Who Framed Roger Rabbit” is Robert Zemeckis working at the top of his game, marrying technological advancements with a superb story for a film that is nothing short of a masterpiece. Mind-boggling in its complexity and aided considerably, at least when it came to licensing characters from competing studios, by the involvement of executive producer Steven Spielberg, “Who Framed Roger Rabbit” is one of those movies they just don’t make anymore, a film with endless franchise potential that wound up being just one film and one that didn’t take its audience’s sophistication for granted. (It featured cartoon characters and was the best film noir this side of “Chinatown.”) Taking place in a golden age Hollywood where humans exist alongside animated characters, it’s anchored by a wonderful performance by Bob Hoskins (in a role Harrison Ford priced himself out of) and filled with rich animation from Richard Williams (at the time Disney animation was in such bad shape they only contributed minimally). It's still mind-blowing.

1. ‘Back to the Future’ (1985)

Universal



After a string of critical and commercial disappointments, despite the mentorship of Steven Spielberg, Zemeckis made “Romancing the Stone,” a genuine smash but one that was his first “for hire” gig. Undeterred by his early failures, Zemeckis returned to an original concept, once again backed by Spielberg, with “Back to the Future,” a film that was made quickly and cheaply and ended up as a zeitgeist-capturing instant classic. Everything about this movie is note-perfect, from the casting of Michael J. Fox (who replaced Eric Stoltz after several uneasy weeks of filming) and Christopher Lloyd, to the subtle visual effects from Industrial Light & Magic, to Alan Silvestri’s twinkly score.
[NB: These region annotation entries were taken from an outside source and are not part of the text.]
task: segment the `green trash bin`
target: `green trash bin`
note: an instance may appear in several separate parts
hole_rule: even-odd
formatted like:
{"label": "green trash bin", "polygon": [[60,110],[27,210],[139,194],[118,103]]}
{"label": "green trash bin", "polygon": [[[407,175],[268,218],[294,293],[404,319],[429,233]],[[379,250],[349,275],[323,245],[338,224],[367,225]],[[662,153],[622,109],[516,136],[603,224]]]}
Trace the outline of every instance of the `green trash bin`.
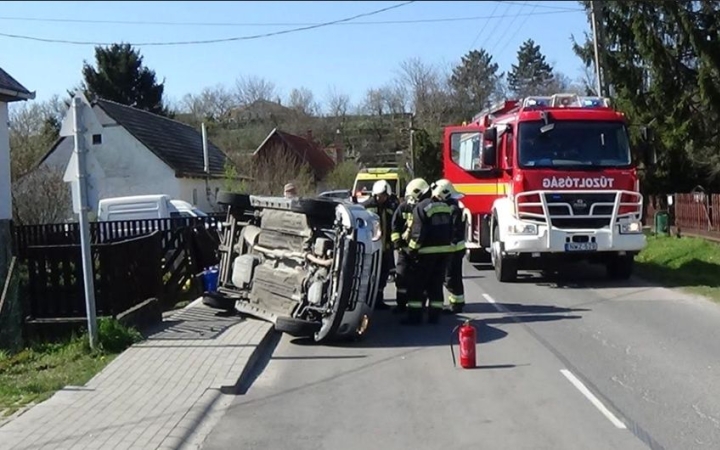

For an entire generation of film fanatics, even the opening moments of the film, with the ticking of a thousand clocks, is enough for nostalgic transportation back to 1985. It’s a testament to the film’s power and singular spirit that it is still being referenced, recited and ripped off all these years later (sometimes by Zemeckis himself – see: “Welcome to Marwen”).